How to Hide from Humans is a comedelosophy* book by a sheep, telling other sheep how to hide from humans.
It's not really for people.
"The best 77p I have ever spent. If this is silly, then it is the best kind of silly." Nathan Filer. Author of The Shock of the Fall. 2014 Costa Book of the Year Winner.
*comedelosophy = a comedic philosophy book. Makes you laugh, makes you think.
Craig Stone left school at sixteen with a head full of rocks, a general dislike towards anyone telling him what to do and a belief none of it mattered - because one day he would write the greatest book in the world. He is still trying to write the greatest book in the world.
Craig moved to Spain and worked for a man with a missing finger called Juan, a short gangster who owned the town. The morning after he was almost killed by a freight train trying to find Perpignan airport, he thought he should start writing some of his adventures down; but he was sixteen, so his writing only existed on the back of chewed beer mats.
A decade later, around the age of 26, Craig found his first literary agent Patrick Janson-Smith, from The Christopher Little Agency. Together, they found Craig his first book deal with Val Hudson at Headline UK for the novelty book How to Hide from Humans.
A few year later, Craig returned from living in Kauai, Hawaii, to find himself homeless. He lived in a garage, on a few sofa’s and eventually Gladstone Park in North London. While in Gladstone Park Craig wrote his first novel, The Squirrel that Dreamt of Madness. He self-published this book from his sister’s spare bedroom, and received hundreds of five star reviews.
Patrick left Christopher Little and Craig needed to find a new agent. He soon found Sonia Land at Sheil Land Associates – the oldest Literary agency in London. Meanwhile, his future wife read The Squirrel that Dreamt of Madness and slid into his DM’s on Twitter.
Armed with his new agent, Craig Stone’s second novel, Life Knocks, was shortlisted for the 2012 Dundee International Book Prize, judged by Stephen Fry and Philip Pullman.
Today, Craig is married with two children and lives in Kingston, West London. He is a mental health advocate and writes for the likes of The Guardian and Al Jazeera. His third novel was titled Deep in the Bin of Bob, and his fourth novel is due to be published in 2023, titled The Last March of the Pirate Snails.
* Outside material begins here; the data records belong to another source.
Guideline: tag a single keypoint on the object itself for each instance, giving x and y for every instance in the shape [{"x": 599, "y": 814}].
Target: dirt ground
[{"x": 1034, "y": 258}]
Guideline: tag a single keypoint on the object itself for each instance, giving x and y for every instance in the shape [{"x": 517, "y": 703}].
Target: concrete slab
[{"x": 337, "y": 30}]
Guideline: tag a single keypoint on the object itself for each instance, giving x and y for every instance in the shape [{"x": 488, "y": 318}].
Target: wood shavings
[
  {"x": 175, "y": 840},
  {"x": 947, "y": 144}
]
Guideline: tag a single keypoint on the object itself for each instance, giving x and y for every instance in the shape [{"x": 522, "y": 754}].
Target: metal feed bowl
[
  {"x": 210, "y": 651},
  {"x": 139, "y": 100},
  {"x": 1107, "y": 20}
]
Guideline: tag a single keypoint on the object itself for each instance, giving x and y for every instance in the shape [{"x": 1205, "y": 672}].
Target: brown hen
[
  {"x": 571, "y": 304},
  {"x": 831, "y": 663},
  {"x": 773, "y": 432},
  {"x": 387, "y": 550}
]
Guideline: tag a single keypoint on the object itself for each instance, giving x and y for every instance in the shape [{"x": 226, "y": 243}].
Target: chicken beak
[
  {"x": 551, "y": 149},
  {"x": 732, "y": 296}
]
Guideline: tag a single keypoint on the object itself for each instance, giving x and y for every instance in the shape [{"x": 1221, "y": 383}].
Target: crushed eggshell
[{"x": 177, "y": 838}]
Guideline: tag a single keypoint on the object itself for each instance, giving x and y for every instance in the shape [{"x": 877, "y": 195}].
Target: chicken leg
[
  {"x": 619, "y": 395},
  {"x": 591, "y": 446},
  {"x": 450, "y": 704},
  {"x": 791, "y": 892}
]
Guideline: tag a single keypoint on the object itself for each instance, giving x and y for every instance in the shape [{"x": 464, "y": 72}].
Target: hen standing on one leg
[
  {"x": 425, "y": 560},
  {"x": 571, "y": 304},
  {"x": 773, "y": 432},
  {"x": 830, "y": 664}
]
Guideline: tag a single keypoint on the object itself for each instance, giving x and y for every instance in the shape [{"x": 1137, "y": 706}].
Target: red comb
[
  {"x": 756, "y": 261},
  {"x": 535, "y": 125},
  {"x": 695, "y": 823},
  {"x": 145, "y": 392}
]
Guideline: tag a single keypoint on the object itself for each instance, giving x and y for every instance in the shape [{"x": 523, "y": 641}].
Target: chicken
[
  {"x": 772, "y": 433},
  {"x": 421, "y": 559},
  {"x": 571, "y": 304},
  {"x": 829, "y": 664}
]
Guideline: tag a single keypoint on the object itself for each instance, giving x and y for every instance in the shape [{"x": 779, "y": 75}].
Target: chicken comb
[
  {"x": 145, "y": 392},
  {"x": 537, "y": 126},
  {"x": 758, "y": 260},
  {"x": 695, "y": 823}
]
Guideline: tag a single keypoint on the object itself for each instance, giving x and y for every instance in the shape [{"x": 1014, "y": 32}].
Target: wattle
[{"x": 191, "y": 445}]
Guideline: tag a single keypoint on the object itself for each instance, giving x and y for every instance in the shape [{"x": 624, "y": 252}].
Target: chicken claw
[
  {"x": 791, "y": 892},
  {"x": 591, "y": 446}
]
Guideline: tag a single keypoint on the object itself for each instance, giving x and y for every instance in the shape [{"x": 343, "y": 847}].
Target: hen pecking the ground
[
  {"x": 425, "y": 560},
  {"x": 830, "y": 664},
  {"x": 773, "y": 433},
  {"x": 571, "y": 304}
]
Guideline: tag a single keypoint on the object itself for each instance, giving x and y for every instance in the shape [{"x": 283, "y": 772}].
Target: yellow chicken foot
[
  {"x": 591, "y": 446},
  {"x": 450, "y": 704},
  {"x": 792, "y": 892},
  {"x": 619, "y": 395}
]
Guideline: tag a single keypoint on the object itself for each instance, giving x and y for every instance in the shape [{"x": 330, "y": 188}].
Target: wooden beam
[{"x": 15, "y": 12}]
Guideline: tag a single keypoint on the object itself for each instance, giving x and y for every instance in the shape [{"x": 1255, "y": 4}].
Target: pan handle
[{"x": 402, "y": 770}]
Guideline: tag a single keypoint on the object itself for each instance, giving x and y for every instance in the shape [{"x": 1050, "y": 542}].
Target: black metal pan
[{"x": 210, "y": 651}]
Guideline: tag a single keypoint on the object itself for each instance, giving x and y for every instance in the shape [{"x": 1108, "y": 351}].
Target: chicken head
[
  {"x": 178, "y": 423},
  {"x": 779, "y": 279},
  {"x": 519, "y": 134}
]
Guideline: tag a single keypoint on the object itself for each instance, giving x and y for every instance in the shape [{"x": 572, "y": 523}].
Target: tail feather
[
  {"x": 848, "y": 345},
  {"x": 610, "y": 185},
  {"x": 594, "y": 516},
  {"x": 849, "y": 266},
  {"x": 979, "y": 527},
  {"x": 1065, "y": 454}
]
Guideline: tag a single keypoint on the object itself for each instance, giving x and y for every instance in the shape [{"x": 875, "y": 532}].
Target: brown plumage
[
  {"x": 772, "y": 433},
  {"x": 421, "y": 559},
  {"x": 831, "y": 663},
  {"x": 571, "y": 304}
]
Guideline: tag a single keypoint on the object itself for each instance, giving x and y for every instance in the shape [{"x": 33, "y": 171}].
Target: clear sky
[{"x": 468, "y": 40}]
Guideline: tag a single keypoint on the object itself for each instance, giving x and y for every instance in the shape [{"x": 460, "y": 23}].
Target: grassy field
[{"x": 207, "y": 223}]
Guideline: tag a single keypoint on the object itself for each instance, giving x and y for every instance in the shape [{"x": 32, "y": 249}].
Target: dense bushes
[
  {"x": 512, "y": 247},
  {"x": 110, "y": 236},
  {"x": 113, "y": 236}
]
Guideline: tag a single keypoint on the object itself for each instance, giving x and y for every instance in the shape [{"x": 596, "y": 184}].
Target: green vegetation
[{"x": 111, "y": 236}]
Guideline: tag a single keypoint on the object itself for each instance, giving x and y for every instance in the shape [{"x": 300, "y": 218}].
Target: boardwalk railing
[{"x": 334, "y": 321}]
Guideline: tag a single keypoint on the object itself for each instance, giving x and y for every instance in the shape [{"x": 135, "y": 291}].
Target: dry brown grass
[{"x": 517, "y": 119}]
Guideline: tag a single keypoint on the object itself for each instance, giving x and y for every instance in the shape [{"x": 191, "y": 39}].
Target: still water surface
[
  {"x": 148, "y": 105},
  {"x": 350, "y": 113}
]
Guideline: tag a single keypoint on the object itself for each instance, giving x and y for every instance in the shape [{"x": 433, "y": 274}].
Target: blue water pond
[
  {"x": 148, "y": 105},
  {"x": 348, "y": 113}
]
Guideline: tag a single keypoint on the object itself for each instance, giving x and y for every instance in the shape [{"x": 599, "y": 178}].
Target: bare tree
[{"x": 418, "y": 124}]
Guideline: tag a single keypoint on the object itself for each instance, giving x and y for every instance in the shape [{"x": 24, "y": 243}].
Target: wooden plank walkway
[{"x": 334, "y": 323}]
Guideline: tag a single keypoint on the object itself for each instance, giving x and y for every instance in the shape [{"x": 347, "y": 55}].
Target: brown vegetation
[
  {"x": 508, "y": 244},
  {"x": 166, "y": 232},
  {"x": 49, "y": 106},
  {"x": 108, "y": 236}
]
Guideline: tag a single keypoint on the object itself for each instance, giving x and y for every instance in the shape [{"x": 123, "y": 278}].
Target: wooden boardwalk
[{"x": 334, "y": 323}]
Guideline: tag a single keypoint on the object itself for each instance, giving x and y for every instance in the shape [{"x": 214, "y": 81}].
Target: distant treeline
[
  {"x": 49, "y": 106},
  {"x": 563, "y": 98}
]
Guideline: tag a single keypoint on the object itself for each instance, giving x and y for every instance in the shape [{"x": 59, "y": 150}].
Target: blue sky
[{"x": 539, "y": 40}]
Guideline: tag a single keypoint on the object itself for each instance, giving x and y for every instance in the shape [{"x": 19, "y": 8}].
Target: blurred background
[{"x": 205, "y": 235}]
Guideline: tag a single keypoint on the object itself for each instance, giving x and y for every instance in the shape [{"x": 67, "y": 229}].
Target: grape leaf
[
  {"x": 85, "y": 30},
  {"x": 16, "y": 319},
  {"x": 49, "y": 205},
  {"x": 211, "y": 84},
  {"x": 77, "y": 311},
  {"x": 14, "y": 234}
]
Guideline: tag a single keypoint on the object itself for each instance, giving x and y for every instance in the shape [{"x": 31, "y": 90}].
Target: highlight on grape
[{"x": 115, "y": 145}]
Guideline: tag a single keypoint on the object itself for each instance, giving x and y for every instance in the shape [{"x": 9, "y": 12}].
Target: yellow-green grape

The Last March of the Pirate Snails entirely rhymes, and is the first novel of its kind.
If every tale needs a meaning, then Craig’s life story has taught him this: don't sell your dreams for the illusion of safety. We’re all going to die, but before that, is opportunity – life, is not a queue to pointless oblivion. If you want to be a writer, write. If you want to be a doctor, get doctoring. Better to fail at something, than live for nothing.
This book is NOT written by a human but by an anonymous sheep under the pen name Craig Stone.
This book is NOT fiction. I searched for the usual disclaimer, but didn't find one.
This book is NOT meant to be read by humans. It says so in the foreword, but I took it in my fat hands and read it anyway, so sue me, sheep!
This book is NOT boring, listless, or untrue. It's the opposite.
This book IS a Good Read + it has lots of nice pictures of sheep in it!
One of the strangest yet funniest books I have probably ever read! I would just love to be in Craig Stone's head for just one day! My life would never be the same again!